Objects ID'd in Ch1 and use for Ch2 Ch3 intensity quantification from ND2 file with multiple time-points

cellprofiler

#1

Hello CellProfiler Fam,

I am imaging 293t cells. The time-lapse images are saved in .nd2 format. The nd2 files have 4 channels and multiple xyPos as well as many time points. The cells have 3 markers(FP1, FP2, and FP3) all in the nucleus. I want to quantify the intensity of FP2 and FP3 under the objects detected from FP1 (best nuclear segmentation and best for tracking cells and highest SNR) per cell over time.

Question 1: I am extracting metadata from the file header of the .nd2 file, but I am getting only 1 xy position with 4 channels. How do I extract all xy pos, all time points, and all 4 channels? I have shared a link (https://drive.google.com/open?id=1Xk4dII1Q4VLLSbhpcuzPlGYrsarqgNTY) for one xy pos of nd2 (whole file was too big).

nd2_object_v1.cpproj (660.6 KB)

Question 2: How to use objects identified from FP1 to quantify intensity in FP2 (channel 2) and FP3 (channel 3)?

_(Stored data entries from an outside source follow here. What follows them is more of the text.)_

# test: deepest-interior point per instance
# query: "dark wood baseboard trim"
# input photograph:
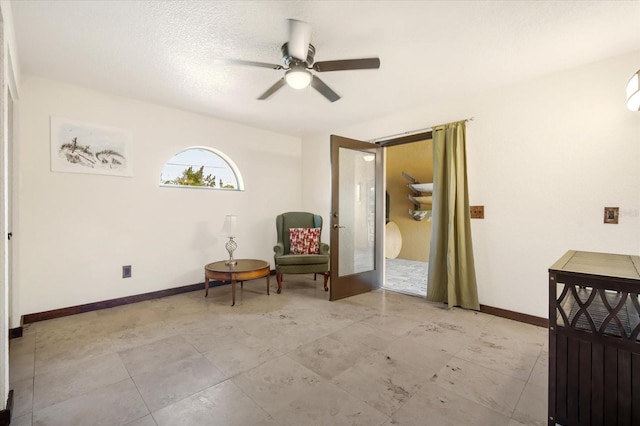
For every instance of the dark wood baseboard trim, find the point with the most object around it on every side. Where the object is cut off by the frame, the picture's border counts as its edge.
(516, 316)
(15, 332)
(5, 415)
(105, 304)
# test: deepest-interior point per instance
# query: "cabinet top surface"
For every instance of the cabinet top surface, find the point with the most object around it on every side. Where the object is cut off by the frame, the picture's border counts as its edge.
(602, 264)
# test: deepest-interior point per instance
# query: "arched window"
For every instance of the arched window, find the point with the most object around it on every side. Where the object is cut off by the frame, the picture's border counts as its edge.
(202, 167)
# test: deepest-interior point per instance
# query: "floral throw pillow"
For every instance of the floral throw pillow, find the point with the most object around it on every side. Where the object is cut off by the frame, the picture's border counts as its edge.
(304, 240)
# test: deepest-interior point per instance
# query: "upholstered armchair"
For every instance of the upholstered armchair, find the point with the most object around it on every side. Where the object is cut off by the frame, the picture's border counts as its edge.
(299, 250)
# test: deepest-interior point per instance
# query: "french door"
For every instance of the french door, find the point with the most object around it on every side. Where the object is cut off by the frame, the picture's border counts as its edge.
(357, 207)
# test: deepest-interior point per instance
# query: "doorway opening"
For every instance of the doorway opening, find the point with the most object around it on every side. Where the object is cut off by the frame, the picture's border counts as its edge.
(409, 185)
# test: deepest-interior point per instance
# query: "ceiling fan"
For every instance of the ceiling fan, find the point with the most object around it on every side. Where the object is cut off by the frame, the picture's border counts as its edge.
(297, 55)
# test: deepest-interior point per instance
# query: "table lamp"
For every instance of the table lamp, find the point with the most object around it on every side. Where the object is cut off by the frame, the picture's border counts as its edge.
(229, 230)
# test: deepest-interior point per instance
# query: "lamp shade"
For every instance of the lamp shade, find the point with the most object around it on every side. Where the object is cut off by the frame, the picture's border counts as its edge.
(230, 227)
(633, 92)
(297, 78)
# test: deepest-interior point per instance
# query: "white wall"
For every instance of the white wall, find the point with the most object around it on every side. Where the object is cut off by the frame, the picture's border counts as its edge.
(76, 231)
(544, 158)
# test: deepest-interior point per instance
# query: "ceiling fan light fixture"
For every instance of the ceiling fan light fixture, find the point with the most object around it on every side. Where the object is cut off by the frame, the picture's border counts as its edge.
(633, 92)
(298, 78)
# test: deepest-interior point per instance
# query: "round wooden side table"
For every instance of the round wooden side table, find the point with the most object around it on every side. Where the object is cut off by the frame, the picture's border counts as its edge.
(243, 270)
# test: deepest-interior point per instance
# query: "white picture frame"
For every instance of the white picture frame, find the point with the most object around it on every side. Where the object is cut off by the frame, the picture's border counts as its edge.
(78, 147)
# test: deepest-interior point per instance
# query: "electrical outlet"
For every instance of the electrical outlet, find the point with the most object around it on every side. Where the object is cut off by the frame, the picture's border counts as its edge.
(476, 212)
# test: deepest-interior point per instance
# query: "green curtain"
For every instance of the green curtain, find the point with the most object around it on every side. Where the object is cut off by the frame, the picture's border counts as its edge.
(452, 275)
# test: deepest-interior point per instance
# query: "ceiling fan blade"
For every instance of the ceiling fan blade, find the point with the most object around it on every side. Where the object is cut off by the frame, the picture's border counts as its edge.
(347, 64)
(299, 39)
(271, 90)
(250, 63)
(325, 90)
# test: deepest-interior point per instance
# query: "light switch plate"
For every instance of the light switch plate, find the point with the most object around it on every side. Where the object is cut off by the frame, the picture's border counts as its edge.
(477, 212)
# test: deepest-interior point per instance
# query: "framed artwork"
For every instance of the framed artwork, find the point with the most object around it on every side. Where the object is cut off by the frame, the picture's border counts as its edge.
(78, 147)
(611, 214)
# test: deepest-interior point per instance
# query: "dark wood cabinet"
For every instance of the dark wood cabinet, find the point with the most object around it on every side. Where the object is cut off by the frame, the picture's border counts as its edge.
(594, 348)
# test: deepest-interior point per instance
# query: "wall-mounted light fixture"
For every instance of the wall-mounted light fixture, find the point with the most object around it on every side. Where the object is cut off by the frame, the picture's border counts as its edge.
(633, 92)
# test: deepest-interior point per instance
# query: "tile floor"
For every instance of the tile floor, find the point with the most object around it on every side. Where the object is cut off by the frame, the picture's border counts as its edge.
(381, 358)
(406, 276)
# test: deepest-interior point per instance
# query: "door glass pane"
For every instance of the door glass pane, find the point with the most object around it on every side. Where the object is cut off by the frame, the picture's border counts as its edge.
(356, 215)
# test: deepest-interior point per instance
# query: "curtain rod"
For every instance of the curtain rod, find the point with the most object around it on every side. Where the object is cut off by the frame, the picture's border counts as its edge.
(408, 133)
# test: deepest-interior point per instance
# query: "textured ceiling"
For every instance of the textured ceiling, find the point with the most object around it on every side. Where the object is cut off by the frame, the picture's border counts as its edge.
(168, 52)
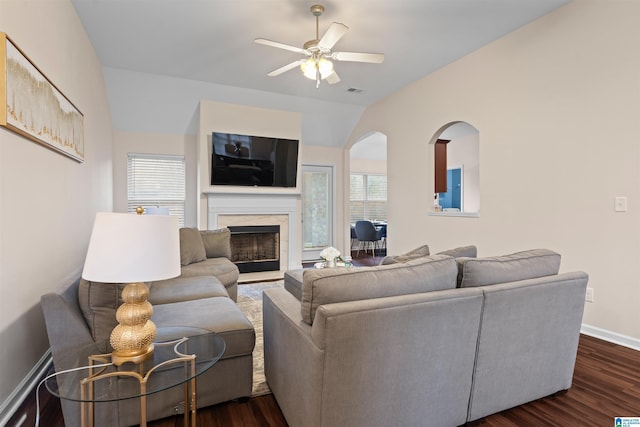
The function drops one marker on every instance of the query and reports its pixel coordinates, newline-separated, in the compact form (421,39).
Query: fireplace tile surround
(241,209)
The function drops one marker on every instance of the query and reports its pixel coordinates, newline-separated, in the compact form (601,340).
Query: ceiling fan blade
(333,34)
(285,68)
(280,45)
(333,78)
(375,58)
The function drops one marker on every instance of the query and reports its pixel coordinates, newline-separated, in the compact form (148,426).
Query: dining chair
(366,233)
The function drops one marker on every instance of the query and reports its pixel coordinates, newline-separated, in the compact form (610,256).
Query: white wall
(556,104)
(48,201)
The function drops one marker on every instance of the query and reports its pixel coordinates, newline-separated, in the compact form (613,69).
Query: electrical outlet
(589,296)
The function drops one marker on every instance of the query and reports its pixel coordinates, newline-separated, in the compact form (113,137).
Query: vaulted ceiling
(213,40)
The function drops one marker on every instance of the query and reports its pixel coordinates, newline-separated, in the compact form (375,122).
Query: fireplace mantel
(263,204)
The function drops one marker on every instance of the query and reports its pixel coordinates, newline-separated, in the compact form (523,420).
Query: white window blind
(156,181)
(368,197)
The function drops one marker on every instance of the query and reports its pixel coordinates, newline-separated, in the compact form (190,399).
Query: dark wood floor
(606,384)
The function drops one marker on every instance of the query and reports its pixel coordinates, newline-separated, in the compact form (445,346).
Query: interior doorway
(451,200)
(317,210)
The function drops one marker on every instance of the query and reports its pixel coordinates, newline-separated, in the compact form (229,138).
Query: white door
(317,210)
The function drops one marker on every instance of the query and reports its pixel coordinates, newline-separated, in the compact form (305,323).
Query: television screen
(253,160)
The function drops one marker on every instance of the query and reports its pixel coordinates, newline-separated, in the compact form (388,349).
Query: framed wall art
(31,105)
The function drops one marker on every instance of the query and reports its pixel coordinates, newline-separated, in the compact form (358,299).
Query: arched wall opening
(456,169)
(366,198)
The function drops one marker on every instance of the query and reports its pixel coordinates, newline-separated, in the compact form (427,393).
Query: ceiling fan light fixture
(311,66)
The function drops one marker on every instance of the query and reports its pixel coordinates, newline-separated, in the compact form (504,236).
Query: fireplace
(255,247)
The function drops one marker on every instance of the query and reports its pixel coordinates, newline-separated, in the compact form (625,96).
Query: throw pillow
(191,246)
(217,243)
(418,252)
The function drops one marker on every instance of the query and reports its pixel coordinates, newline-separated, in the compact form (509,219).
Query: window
(156,181)
(368,197)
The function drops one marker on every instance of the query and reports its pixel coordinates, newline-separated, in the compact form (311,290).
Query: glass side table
(176,362)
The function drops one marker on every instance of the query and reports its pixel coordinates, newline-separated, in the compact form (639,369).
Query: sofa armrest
(217,243)
(292,363)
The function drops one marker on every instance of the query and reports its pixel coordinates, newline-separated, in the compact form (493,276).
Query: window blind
(368,197)
(156,181)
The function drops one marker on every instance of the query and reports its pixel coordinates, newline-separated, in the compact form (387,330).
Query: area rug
(250,302)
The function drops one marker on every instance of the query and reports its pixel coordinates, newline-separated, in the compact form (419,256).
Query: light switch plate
(621,204)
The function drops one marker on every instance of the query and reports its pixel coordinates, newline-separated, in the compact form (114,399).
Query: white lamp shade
(126,248)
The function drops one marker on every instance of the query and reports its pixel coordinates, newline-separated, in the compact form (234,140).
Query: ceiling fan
(318,66)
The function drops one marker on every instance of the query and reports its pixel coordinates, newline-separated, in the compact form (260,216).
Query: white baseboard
(612,337)
(25,388)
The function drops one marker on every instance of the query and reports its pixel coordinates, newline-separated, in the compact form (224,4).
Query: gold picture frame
(32,106)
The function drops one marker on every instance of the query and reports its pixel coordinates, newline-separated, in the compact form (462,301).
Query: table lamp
(133,249)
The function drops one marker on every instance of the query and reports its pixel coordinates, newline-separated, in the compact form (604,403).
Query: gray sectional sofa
(208,253)
(79,321)
(422,340)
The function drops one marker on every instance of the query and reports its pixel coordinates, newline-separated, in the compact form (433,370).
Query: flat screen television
(253,160)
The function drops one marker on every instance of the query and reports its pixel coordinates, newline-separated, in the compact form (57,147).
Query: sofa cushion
(418,252)
(508,268)
(217,243)
(332,285)
(98,303)
(469,251)
(185,289)
(223,269)
(218,314)
(191,246)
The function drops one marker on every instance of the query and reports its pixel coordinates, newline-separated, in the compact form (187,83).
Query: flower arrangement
(330,255)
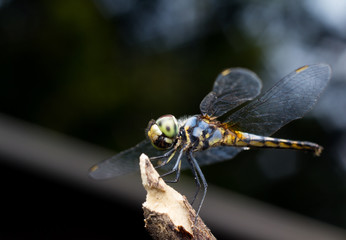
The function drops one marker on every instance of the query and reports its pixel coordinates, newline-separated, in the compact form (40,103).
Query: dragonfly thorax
(202,133)
(163,132)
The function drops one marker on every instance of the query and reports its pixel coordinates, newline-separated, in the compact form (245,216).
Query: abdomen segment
(242,139)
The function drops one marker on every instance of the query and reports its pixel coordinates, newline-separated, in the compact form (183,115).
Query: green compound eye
(168,125)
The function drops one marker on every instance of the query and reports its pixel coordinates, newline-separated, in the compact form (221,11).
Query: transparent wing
(289,99)
(124,162)
(232,87)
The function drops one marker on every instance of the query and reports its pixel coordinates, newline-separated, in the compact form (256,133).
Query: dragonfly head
(163,132)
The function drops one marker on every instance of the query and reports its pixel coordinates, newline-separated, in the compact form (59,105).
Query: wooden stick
(168,214)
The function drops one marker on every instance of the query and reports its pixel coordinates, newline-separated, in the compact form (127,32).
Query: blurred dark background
(100,70)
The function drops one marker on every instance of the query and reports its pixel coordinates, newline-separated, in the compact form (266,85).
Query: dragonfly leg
(168,159)
(202,178)
(168,155)
(176,169)
(198,184)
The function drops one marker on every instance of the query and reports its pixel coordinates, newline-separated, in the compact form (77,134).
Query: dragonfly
(248,120)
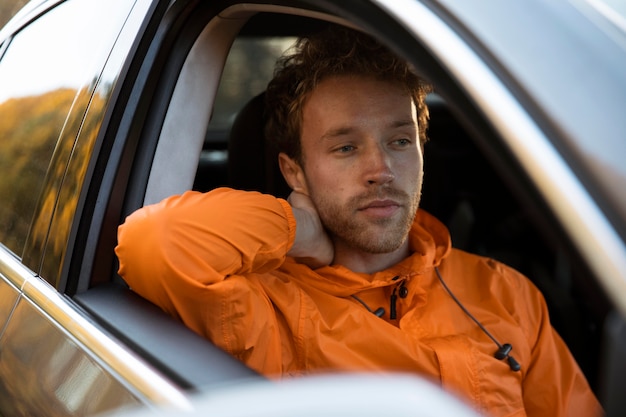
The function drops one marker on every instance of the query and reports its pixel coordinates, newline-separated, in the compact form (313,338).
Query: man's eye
(345,148)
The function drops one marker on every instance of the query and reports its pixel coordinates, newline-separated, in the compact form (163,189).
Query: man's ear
(293,173)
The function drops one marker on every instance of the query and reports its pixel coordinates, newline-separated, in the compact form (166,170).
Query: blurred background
(8,8)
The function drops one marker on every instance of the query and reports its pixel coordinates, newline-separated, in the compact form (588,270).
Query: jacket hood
(429,242)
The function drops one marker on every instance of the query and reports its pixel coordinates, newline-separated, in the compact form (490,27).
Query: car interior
(195,137)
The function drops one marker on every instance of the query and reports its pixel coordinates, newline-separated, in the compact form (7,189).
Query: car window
(42,72)
(247,71)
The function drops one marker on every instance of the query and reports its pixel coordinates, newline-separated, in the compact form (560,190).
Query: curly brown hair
(334,51)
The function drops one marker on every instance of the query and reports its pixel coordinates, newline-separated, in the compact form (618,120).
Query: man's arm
(179,253)
(312,246)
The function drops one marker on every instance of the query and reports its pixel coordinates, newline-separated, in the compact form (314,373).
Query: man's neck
(363,262)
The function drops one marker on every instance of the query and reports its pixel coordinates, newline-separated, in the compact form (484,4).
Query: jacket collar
(429,241)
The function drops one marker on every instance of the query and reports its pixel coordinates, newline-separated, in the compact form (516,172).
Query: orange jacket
(218,262)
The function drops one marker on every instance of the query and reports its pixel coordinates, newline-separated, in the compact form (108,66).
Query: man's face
(362,161)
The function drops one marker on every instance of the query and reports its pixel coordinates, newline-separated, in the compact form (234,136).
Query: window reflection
(49,69)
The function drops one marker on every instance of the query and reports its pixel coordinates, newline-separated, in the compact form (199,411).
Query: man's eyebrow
(404,123)
(344,131)
(340,131)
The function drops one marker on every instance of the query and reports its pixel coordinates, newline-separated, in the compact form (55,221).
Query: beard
(348,227)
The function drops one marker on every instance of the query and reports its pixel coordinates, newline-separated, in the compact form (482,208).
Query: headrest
(252,161)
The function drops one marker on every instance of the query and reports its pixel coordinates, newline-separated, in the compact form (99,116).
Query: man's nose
(378,166)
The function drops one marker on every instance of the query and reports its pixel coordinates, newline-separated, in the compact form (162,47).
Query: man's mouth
(380,208)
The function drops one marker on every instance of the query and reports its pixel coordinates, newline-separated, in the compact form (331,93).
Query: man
(348,274)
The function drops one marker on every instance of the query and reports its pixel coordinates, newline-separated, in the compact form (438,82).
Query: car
(107,106)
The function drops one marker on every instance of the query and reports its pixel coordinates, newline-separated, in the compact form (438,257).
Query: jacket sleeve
(191,254)
(553,384)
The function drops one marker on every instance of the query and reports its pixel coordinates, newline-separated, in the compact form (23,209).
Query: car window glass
(247,71)
(45,66)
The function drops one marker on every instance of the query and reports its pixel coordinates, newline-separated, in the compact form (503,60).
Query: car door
(59,64)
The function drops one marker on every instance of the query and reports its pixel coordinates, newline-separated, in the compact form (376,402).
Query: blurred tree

I hope I am explaining clearly. This is my first “long” post. I appreciate any help and patience :slight_smile:

Best,
Andres


#2

Hi,

I’m not sure how to advise you, but when I use the Metadata extraction from the header on the file you uploaded I DO get all the time points- see below. If you do NOT see that on your machine, can you post what version of CellProfiler are you using, on what OS?

You should then set up your NamesAndTypes module to read the extracted C column to read in your various channels individually, and remove your ColorToGray module.